Lack of appetite is a common symptom in dogs and sick cats, however, when this symptom worsens and the animal stops eating completely, this leads to worsening of the condition and may have serious consequences for his recovery. This makes it necessary to give the animal a proper nutritional support via feeding tubes. Such probes may vary according to each case. The most commonly used types are listed below:
– naso-gastric probe or naso-esophageal: this type of tube is the simplest to place, usually with sedation and local anesthetic, but has a limited volume and the food consistency because as the diameter of the probe is small, it It should be quite liquid. It is indicated for long term use and may be for 5 to 7 days.

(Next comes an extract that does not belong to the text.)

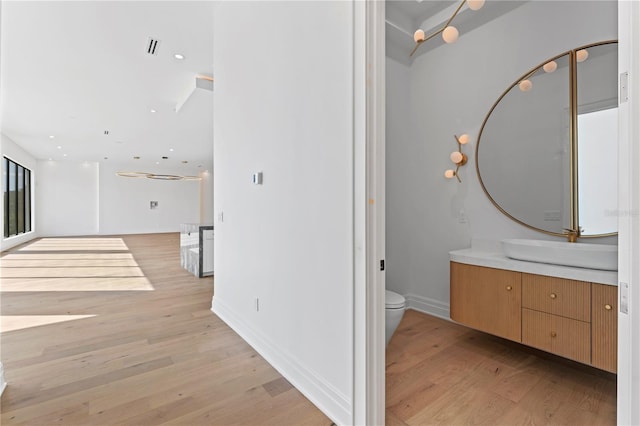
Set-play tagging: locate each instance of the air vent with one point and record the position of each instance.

– esophageal probe: this type of tube is greater than a naso-gastric tube and enters the esophagus through a small incision in the neck. The cat or dog must be anesthetized to put this type of probe. The larger diameter feed tube allows the volume is greater and the food is firmer consistency. These probes can be kept for longer periods, until the animal again feel like eating.
– gastric probe: probe placed directly into the stomach through surgery. Despite the ease of putting food in this type of probe, the risk of accidents and infections is higher and, therefore, has been little used.
The gavage is the type most commonly used in clinical routine Pet Care , especially in cats that stop eating for more than three days. When discharged from the hospital, the animal’s guardian passes to feed and manage all the medications through the tube and this greatly facilitates the treatment and recovery of the animal.
Generally, there are few complications with the feeding tube once the cat is stable. The most common complications include infection at the site of the probe tube removal by the cat or the owner and clogging the tube. For this reason, the animal must periodically return to the hospital for a veterinarian instruct the tutor on how to resolve any complications or problems that may arise, and monitoring of clinical improvement and when the probe can now be removed.
If your pet stopped eating, seek veterinary help as soon as possible, as this can save the life of your dog or cat.